Example: If you throw away food that reaches its sell by date because you think it’s unsafe, you’re usually wrong, and you and the other 84% of Americans that do that are wasting about 20% of your household food due to this label confusion. That’s a product wastage problem that Nestle wants to address so they have set a goal that by 2020: they’ll make date labels more understandable to reduce the likelihood you’ll pitch their product out prematurely.

Can you change your business model to include taking your product back?

Here’s an example, consider the medical device company Stryker. They have a Sustainable Solutions division that collects single use medical devices for reprocessing and sells them, good as the new product but at a discount. In 2017 they diverted nearly 13.4M pounds of waste from landfill, and by selling reprocessed devices back to their customers at lower costs, they’ve saved customers some $326M in supply costs.

3. Finally – innovate into an entirely new business model.

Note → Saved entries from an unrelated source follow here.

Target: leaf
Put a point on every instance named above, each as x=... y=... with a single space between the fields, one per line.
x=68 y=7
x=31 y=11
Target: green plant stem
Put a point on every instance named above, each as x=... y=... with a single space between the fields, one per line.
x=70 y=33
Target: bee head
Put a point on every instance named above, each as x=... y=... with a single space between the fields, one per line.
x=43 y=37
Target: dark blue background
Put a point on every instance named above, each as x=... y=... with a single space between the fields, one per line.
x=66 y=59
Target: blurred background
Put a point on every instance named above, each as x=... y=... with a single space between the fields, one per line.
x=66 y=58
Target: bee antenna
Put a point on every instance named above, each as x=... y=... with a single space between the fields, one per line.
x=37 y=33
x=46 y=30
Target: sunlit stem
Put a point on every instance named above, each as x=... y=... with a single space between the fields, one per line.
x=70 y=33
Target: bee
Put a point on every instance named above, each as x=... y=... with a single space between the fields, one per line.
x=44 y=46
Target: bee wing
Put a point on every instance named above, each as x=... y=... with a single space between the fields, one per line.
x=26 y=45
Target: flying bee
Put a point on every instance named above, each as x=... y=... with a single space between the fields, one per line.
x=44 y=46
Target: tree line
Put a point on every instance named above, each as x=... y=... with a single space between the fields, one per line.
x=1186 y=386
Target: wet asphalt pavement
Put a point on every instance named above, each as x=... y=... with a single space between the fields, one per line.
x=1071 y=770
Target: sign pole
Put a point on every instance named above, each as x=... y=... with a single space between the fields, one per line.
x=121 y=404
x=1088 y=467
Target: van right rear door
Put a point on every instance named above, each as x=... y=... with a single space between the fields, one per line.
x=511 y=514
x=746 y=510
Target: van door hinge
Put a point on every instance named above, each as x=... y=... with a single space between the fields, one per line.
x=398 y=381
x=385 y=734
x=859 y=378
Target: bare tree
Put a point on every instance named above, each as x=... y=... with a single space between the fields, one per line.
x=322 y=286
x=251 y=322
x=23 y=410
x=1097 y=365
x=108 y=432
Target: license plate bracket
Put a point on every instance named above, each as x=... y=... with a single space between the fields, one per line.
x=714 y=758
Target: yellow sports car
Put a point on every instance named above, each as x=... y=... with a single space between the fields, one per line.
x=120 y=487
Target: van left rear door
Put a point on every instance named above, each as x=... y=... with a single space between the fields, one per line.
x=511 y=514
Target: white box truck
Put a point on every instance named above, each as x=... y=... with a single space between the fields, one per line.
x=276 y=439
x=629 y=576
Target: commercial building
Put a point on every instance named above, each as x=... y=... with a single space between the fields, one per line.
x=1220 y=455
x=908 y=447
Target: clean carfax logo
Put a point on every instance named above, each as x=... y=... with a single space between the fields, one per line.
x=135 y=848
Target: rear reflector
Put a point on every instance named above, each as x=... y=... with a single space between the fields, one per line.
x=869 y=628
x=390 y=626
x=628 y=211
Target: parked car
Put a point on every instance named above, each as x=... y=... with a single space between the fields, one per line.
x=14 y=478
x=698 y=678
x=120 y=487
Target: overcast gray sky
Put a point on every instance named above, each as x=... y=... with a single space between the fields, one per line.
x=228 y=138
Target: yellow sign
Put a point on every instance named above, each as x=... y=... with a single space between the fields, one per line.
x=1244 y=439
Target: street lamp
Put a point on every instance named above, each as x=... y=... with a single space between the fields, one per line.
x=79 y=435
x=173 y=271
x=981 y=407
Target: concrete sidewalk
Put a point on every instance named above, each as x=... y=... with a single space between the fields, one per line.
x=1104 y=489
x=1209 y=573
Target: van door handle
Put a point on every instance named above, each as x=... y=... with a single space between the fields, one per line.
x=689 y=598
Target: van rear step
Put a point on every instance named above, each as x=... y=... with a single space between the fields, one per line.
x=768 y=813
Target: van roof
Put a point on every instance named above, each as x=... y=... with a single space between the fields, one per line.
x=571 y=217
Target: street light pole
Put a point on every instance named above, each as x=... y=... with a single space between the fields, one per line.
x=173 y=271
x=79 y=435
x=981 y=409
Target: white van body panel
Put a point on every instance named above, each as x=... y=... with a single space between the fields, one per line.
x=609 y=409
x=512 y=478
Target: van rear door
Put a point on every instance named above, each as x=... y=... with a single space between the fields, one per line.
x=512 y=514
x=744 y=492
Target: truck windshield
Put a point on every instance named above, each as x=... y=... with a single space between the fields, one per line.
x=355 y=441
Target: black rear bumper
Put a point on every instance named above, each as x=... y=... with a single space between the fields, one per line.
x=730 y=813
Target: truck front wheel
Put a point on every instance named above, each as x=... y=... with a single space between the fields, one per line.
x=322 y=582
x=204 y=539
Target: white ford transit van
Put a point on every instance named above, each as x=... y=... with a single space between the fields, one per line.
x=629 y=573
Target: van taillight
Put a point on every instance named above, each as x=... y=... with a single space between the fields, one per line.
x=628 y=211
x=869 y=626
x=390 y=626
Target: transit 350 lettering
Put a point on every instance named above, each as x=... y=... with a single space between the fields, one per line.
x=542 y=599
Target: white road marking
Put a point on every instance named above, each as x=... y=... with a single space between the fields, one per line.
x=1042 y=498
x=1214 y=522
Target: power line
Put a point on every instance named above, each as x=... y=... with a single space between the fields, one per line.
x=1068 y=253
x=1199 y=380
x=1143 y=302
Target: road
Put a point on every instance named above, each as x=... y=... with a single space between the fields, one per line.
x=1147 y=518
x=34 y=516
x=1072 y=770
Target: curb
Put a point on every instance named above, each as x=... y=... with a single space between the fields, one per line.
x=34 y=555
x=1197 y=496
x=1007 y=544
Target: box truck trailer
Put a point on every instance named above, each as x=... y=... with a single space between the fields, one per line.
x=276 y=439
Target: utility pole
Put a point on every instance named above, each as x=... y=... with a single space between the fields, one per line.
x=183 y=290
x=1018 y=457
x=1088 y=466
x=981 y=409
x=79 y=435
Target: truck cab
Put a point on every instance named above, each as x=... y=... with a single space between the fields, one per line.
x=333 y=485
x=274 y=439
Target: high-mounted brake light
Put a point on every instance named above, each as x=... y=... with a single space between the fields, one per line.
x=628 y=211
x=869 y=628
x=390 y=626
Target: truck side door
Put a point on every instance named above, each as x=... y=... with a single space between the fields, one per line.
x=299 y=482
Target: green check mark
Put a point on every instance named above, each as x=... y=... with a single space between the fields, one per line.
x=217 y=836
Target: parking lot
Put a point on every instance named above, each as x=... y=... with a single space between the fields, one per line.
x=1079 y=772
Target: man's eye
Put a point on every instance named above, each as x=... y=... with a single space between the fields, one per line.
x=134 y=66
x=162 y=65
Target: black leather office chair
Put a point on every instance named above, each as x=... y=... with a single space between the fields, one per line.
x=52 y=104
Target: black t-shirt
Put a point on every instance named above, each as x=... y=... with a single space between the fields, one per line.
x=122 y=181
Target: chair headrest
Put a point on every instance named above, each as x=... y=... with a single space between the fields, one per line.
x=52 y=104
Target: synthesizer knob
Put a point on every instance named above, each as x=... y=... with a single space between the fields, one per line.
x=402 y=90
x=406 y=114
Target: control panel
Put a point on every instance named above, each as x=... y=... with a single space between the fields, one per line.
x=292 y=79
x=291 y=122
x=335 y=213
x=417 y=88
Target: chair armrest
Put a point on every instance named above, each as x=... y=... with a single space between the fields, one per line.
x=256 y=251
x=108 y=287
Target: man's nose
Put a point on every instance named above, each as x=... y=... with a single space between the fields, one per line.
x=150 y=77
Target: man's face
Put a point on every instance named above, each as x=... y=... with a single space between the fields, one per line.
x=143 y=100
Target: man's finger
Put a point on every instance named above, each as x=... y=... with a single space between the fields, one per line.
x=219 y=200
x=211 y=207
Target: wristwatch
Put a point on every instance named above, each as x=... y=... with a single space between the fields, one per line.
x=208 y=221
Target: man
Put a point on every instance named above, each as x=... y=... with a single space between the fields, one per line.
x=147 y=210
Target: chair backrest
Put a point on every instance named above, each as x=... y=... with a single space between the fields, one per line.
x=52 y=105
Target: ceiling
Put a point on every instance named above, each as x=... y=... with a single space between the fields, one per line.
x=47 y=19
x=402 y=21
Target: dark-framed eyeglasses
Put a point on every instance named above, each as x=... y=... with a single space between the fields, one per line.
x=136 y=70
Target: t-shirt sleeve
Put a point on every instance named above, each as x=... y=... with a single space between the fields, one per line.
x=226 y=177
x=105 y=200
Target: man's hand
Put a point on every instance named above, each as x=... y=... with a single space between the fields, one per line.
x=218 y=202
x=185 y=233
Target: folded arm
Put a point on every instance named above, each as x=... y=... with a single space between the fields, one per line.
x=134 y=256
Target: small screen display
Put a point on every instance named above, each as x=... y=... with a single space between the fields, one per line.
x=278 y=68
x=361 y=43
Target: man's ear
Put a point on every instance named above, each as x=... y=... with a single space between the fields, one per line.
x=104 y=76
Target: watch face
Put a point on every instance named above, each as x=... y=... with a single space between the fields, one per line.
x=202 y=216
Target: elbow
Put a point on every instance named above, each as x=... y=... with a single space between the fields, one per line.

What made you successful today may not be your success tomorrow. Think of companies that didn’t do that – Blockbuster? Eastman Kodak? Consider for example selling the function that your product provides rather than the product. Companies like Philips have starting offering Lighting As A Service for example. They provide, maintain and replace lights and control systems for their customers, and that ideally results in optimal energy performance and recycling of light fixtures.  Navigant says LaaS revenue globally is expected to grow from an estimated $662.6 million in 2017 to $2.6 billion by 2026, experiencing a compound annual growth rate of 16.6 percent.

Here’s an example of bringing it all together from the life sciences division of Merck KGaA, MilliporeSigma, where they’ve embedded Design for Sustainability into Product Design : They redesigned a laboratory filtration manifold applying DfS they created a product that uses 47% less material, which because of lighter weight means 38% reduction in shipping emissions, the new design also reduces manufacturing scrap by 20%, in use 91% reduction in autoclave energy use, 100% recyclable packaging, 99% of the product can be recycled, oh and the product is lighter and easier for the customer to use.

The Call to Action

So where does that leave you? Those that provide a service, can your service enable circularity? If you make a product – well then think the full product lifecycle at the design phase, or even shifting from product to service. And for all of you, your buying choices are impactful, can you be more resource efficient or at least buy recycled or recovered products?

This grand opportunity starts with a small change. The power lies in the shift in your thinking to re-imagine your business as part of a circular economy instead of a linear one.

 

[1] Heck, Stefan and Matt Rogers; Resource Revolution, How to Capture the Biggest Business Opportunity in a Century, p.90, Melcher Media 2014.